Youth America's CupÈ arrivato il momento della verità

Dieter Loibner

 · 12.02.2013

Youth America's Cup: è arrivato il momento della veritàFoto: YACHT/Jen Edney
Divertimento e potenza: la squadra giovanile STG/NRV è pronta a partire
Tre giorni di allenamento e ottimizzazione al Red Bull Youth AC. Ora si scoprono le carte. La squadra giovanile STG/NRV osa sperare

"Forte". "Fantastico". "Pazzesco". "Fantastico". È così che parlano i ragazzi quando qualcosa li emoziona in modo positivo. Queste sono anche le espressioni che si sentono spesso quando si parla con i velisti dell'STG/NRV Youth Team dell'esperienza vissuta durante i primi tre giorni di addestramento sugli AC45 nella baia di San Francisco. Per la maggior parte di loro e per i loro 35 colleghi provenienti da Australia, Danimarca, Nuova Zelanda, Austria e Sudafrica, è il momento culminante della loro ancora giovane carriera velica: assaggiare per qualche giorno l'aria della vela professionale e forse immaginare un futuro del genere.
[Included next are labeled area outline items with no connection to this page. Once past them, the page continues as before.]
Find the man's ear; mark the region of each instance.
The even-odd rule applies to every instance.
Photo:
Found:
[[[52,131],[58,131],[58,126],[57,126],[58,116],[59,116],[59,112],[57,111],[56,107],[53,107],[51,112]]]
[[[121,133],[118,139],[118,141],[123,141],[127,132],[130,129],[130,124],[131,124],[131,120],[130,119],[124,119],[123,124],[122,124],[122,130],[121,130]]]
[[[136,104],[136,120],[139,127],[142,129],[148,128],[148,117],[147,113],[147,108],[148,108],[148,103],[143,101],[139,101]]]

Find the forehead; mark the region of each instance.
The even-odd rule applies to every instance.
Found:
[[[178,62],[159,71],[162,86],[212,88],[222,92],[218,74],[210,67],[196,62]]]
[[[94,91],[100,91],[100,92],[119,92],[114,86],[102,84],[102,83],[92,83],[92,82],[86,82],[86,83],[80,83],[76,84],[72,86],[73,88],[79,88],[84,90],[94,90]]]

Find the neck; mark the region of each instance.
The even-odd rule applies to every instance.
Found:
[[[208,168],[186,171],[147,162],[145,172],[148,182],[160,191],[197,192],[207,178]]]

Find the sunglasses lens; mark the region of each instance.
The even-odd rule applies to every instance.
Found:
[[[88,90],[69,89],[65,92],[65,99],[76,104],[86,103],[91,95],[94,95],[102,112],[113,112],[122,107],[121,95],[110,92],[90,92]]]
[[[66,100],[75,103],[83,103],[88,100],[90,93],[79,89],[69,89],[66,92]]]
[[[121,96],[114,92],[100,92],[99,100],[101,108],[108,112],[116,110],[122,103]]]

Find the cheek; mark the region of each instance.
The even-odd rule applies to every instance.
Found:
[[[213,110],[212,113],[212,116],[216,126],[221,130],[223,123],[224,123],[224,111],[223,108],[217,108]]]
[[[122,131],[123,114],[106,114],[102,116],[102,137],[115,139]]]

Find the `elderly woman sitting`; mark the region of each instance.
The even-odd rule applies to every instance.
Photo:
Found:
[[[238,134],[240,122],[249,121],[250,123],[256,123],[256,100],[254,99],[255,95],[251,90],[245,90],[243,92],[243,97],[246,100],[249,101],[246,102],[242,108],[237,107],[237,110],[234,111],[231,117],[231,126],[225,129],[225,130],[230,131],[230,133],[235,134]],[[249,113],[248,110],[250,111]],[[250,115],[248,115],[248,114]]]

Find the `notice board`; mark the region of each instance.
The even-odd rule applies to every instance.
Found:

Ma da oggi è tutta una questione di salsicce. Fino a venerdì, questi velisti devono dimostrare, in condizioni di regata, di avere le carte in regola come team per navigare con un AC45 con armo ad ala sulla baia al limite o quasi, e quindi raccomandarsi per la Youth America's Cup di settembre. L'ordine di arrivo è importante, ma non è tutto. Conta soprattutto l'impressione generale che i professionisti che navigano a bordo come osservatori hanno dei team. Sul campo di regata ci saranno tre barche alla volta, e dopo ogni regata un equipaggio si scambierà la barca con un team in attesa. Nella terza manche, STG/NRV affronterà i quotati team di Nuova Zelanda e Australia. Nella manche successiva, ci sarà un "match internazionale" contro l'Austria, con la Nuova Zelanda al terzo posto. E nella sesta manche della giornata, gli avversari saranno Danimarca e Sudafrica. Il punteggio si baserà sul sistema dei punti bassi.

  Nave libera: Michael Seifarth (a destra) e David Heitzig scaricano le vele di pruaFoto: YACHT/Jen Edney Nave libera: Michael Seifarth (a destra) e David Heitzig scaricano le vele di prua

"Aspettarsi la perfezione dopo tre giorni di allenamento non è realistico", dice il timoniere Erik Heil, che ha familiarità con l'abbandono di un 49er, anche se non su questa scala. "Tutti i team sono sulla stessa barca". Ma è fiducioso perché il suo team ha ottenuto miglioramenti rapidi e misurabili. "Abbiamo ottimizzato l'altitudine di volo e mantenuto lo scafo così vicino all'acqua da toccare solo leggermente la sommità delle onde". In sintesi: hanno guadagnato ben sette gradi in più di altitudine rispetto ai giorni precedenti, e la velocità massima su una rotta molto ventosa e appuntita con solo un piccolo fiocco era sospettosamente vicina ai 30 nodi.

  Un'accelerazione sulla baiaFoto: YACHT/Jen Edney Un'accelerazione sulla baia

Il capo squadra Markus Koy ha preso nota del favore, ma ha messo in guardia da un'euforia esagerata. "Prima di tutto mettiamo a punto il percorso e poi vedremo". Non deve essere interpretata come un'offesa di basso livello, perché per tutti i presenti si tratta della prima regata con barche sconosciute ed estreme, alle quali sono entrati per la prima volta tre giorni fa. Il trimmer di prua di STG/NRV Max Böhme non vede l'ora: "Siamo mega-motivati". Lui e i suoi colleghi di Kiel, Amburgo e Baviera sono indubbiamente molto eccitati.